St. Archie of Riverdale

St. Archie of Riverdale November 5, 2003

I have to thank Amy Sullivan of political aims for the link in the previous post to the Hal Lindsey comic.

She reviews Alan Wolfe's The Transformation of American Religion in The Washington Monthly.

In the course of that review, she describes the old Spire Comics versions of Archie comics:

In the days before VeggieTales, we read Christian versions of Archie comic books, in which Betty, Veronica and the whole gang traveled the world proselytizing.

Mainly what I remember from the Spire edition Archies was the same thing I remember from the plain old "secular" ones: Betty and Veronica were hot. So much so that I didn't pay much attention to the goofy, parochial version of the Christian life that these comics presented.

Now, thanks to the wonders of the World Wide Web, you can turn with me to see for yourselves the strange spectacle of Archie's Parables. The entire comic is online — in a 4.1 megabyte .pdf file — here.

You might think that this would involve a retelling of biblical parables as re-enacted by the gang from Riverdale High. It doesn't. Instead, Archie and friends act out a bunch of their own fables, use a lot of church-y evangelispeak and pray a lot. But the moral of these fables is not necessarily Christian or even complementary to Christian teaching, as in the first story in which Archie, as a medieval knight, goes off to fight a dragon (using a fire extinguisher):

JUGHEAD: The dragon's running away!!!

ARCHIE: That's the way it is with evil — when you stand up to it, it always retreats!!!

JUGHEAD: But the dragon's still alive —

ARCHIE: Maybe we can't get rid of ALL the evil in the world — but we CAN drive it out of the neighborhood!!!

And speaking of driving undesirable elements out of the neighborhood …

The second "parable" is called "Showdown at the Little Red Schoolhouse." The Old West setting includes recasting Jughead as "Pronto — my faithful Indian companion!!!"

Sheriff Archie is summoned to the schoolhouse where there's big trouble: "They've had their hands full ever since they started to bus students across the prairie!!!"

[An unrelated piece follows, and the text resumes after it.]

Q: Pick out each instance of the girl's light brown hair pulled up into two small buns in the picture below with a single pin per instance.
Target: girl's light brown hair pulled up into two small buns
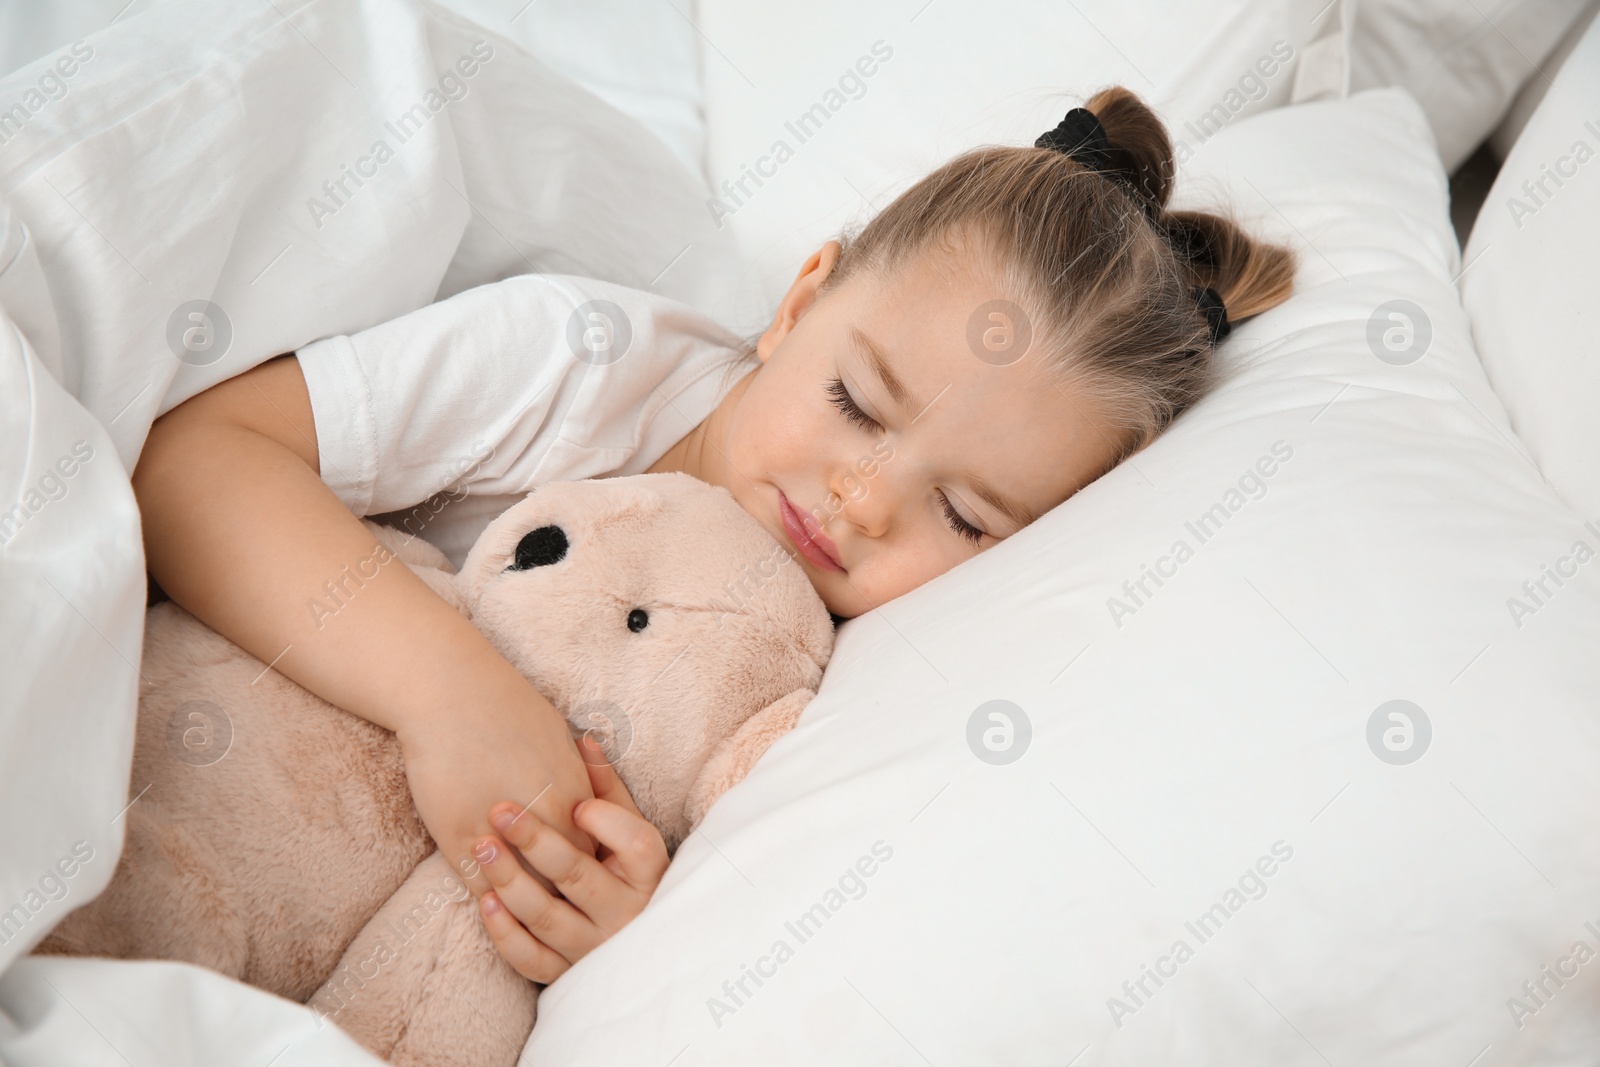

The school teacher, Betty (still hot, but in that repressed, fundamentalist way), explains the problem:

"Oh, Sheriff — when they took the BIBLE OUT of school, more and more PROBLEMS came IN! Now we have books that say we all came from MONKEYS — and the students are starting to ACT like it!

Sheriff Archie comes through by turning the local book store (Sign: "Filthy Books") into a "Christian book store." This includes a scene of Archie and "Pronto" unloading good, wholesome, white Christian books from a covered wagon that reads "Fleming H. Revell" on the side. That's the parent company of Spire Comics. Nice touch.

Good old Archie — Maybe we can't get rid of ALL the scientists and black students in the world — but we CAN drive them out of the neighborhood!!! (All triple exclamation points original.) Such lovely Christian sentiments.

Several other Spire Comics classics are readable online from the same folks here, including Archie's Date Book and the aforementioned Hal Lindsey classic.